Gestion des certificats de serveur dans IAM

Pour autoriser des connexions HTTPS vers votre site web ou votre application dans AWS, vous avez besoin d'un certificat de serveur SSL/TLS. Pour les certificats dans une région prise en charge par AWS Certificate Manager (ACM), nous vous recommandons d'utiliser ACM pour allouer, gérer et déployer vos certificats de serveur. Dans les régions non prises en charge, vous devez utiliser IAM en tant que gestionnaire de certificats. Pour savoir quelles régions sont prises en charge par ACM, consultez Points de terminaison et quotas AWS Certificate Manager (français non garanti) dans Références générales AWS.

Important

ACM est l'outil préféré pour mettre en service, gérer et déployer vos certificats de serveur. Avec ACM, vous pouvez demander un certificat ou déployer un certificat ACM existant ou un certificat externe vers des ressources AWS. Les certificats fournis par ACM sont gratuits et renouvelés automatiquement. Dans une région prise en charge, vous pouvez utiliser ACM pour gérer des certificats de serveur depuis la console ou par programmation. Pour plus d'informations sur l'utilisation d'ACM, consultez le Guide de l'utilisateur AWS Certificate Manager. Pour plus d'informations sur la demande d'un certificat ACM, consultez Demander un certificat public ou Demander in certificat privé dans le Guide de l'utilisateur AWS Certificate Manager. Pour plus d'informations sur l'importation de certificats tiers dans ACM, consultez Importation de certificats dans le Guide de l’utilisateur AWS Certificate Manager.

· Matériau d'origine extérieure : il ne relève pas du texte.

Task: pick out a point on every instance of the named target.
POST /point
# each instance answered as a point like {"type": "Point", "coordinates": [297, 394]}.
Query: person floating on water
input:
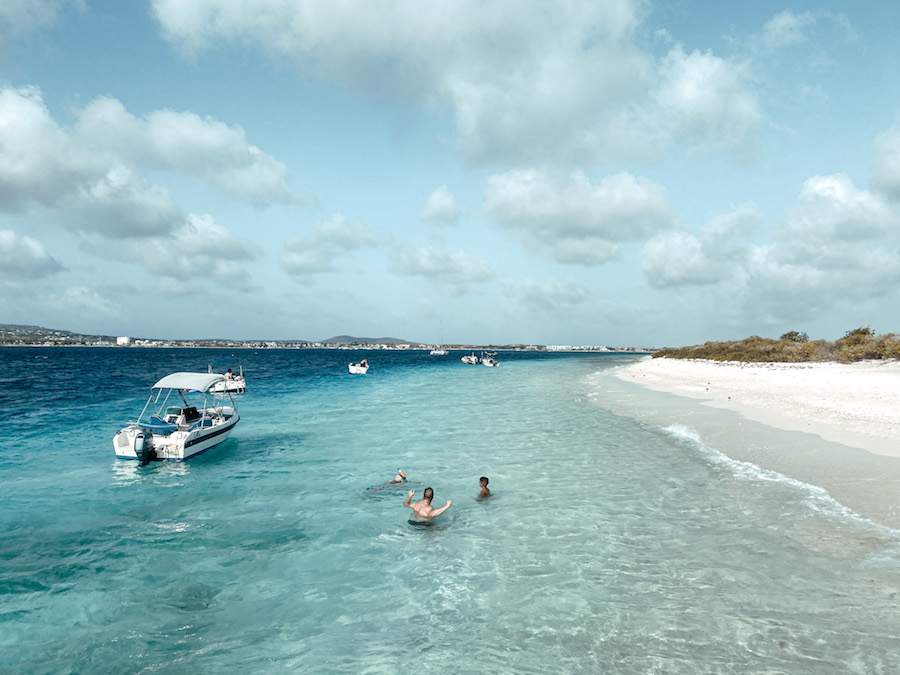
{"type": "Point", "coordinates": [398, 478]}
{"type": "Point", "coordinates": [422, 510]}
{"type": "Point", "coordinates": [483, 481]}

Utilisez IAM comme gestionnaire de certificats uniquement lorsque vous devez prendre en charge des connexions HTTPS dans une région non prise en charge par ACM. IAM chiffre en toute sécurité vos clés privées et stocke la version chiffrée dans le magasin de certificats SSL IAM. IAM prend en charge le déploiement de certificats de serveur dans toutes les régions, mais vous devez obtenir votre certificat auprès d'un fournisseur externe pour l'utiliser avec AWS. Vous ne pouvez pas télécharger de certificat ACM dans IAM. De plus, vous ne pouvez pas gérer vos certificats depuis la console IAM.

Pour plus d'informations sur le chargement de certificats tiers dans IAM, consultez les rubriques suivantes.

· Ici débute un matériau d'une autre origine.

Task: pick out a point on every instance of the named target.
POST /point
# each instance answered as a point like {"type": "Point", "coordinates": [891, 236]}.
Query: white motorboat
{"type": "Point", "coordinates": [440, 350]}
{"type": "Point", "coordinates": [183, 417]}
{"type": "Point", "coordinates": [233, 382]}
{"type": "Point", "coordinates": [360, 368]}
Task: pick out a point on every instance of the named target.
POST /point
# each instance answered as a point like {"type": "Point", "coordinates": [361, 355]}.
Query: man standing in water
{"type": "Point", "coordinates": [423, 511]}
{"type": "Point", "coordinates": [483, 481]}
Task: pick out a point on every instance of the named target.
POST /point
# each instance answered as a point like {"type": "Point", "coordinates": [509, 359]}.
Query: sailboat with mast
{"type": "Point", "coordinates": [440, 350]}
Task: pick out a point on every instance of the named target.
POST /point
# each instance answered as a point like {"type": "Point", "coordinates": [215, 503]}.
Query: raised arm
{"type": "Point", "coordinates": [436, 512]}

Chargement d’un certificat de serveur (API AWS)

Pour télécharger un certificat de serveur dans IAM, vous devez fournir le certificat et sa clé privée correspondante. Si le certificat n'est pas auto-signé, vous devez également fournir une chaîne de certificats. (Vous n'avez pas besoin d'une chaîne de certificats lorsque vous chargez un certificat auto-signé.) Avant de charger un certificat, vérifiez que vous avez tous ces éléments et qu'ils répondent aux critères suivants :

  • Le certificat doit être valide au moment du chargement. Vous ne pouvez pas charger un certificat avant le début de sa période de validité (date NotBefore du certificat) ou après son expiration (date NotAfter du certificat).

  • La clé privée doit être non chiffrée. Vous ne pouvez pas charger une clé privée qui est protégée par un mot de passe ou une phrase passe. Pour obtenir de l'aide pour déchiffrer une clé privée chiffrée, consultez Résolution des problèmes liés aux certificats de serveur.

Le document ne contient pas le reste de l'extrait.